# Match missing by validated CAS numbers

Validate and then use CAS numbers for matching where possible.

In [1]:
import pandas as pd
from pathlib import Path
import numpy as np
from numbers import Number
from notebook_utils import *

In [2]:
unmatched_data_dir = (Path.cwd().parent / "Mapping" / "Output" / "Unmatched").resolve()
output_dir = (Path.cwd().parent / "Contribute").resolve()

Read input dataframes

In [3]:
sp = pd.read_csv(unmatched_data_dir / 'SimaProv9.4.csv')

In [4]:
ei = pd.read_csv(unmatched_data_dir / 'ecoinventEFv3.7.csv')

## Validating CAS numbers

Just because we have them doesn't make them correct.

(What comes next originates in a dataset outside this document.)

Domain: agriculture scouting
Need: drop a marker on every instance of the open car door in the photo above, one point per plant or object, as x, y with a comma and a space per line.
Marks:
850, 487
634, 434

Based on code from [happy_family](https://github.com/Depart-de-Sentier/happy_family/blob/main/Elementary%20flow%20lists/Generate%20elementary%20flow%20lists.ipynb).

In [5]:
def validate_cas(s):
    ERROR = "CAS Check Digit error: CAS '{}' has check digit of {}, but it should be {}"
    
    if isinstance(s, str):
        s = s.strip()
    if not s:
        return None
    elif isinstance(s, Number) and np.isnan(s):
        return None
    
    total = sum((a + 1) * int(b) for a, b in zip(range(9), s.replace("-", "")[-2::-1]))
    if not total % 10 == int(s[-1]):
        print("CAS not valid: {} ({})".format(s, ERROR.format(s, s[-1], total % 10)))
        return None
    return no_padding_cas(s)
                

def check_cas(s):
    if not s:
        return None
    assert s.count("-") == 2
    check_digit(s)
    return True


def zero_pad_cas(s):
    if not s:
        return s
    zeros = "0" * (12- len(s))
    return zeros + s
    
    
def no_padding_cas(s):
    if not s:
        return s
    return s.lstrip("0")

In [6]:
ei["Valid CAS"] = ei["CASNo"].apply(validate_cas)
ei = ei[ei["Valid CAS"].notnull()]

In [7]:
sp["Valid CAS"] = sp["CAS No"].apply(validate_cas)
sp = sp[sp["Valid CAS"].notnull()]

Need to do the three main base contexts separately

In [8]:
for c in ("air", "water", "soil"):
    sp_filtered = expand_simapro_context(sp, c)
    sp_filtered = add_ecoinvent_context_column(sp_filtered, label="EcoinventContext", kind=c)
    df = sp_filtered.merge(ei, how="inner", left_on=["Valid CAS", "EcoinventContext"], right_on=["Valid CAS", "Context"])
    finish_notebook(
        df=df, 
        author="Chris Mutel",
        notebook_name="Match missing by validated CAS numbers",
        filename=f'validated-cas-in-{c}'
    )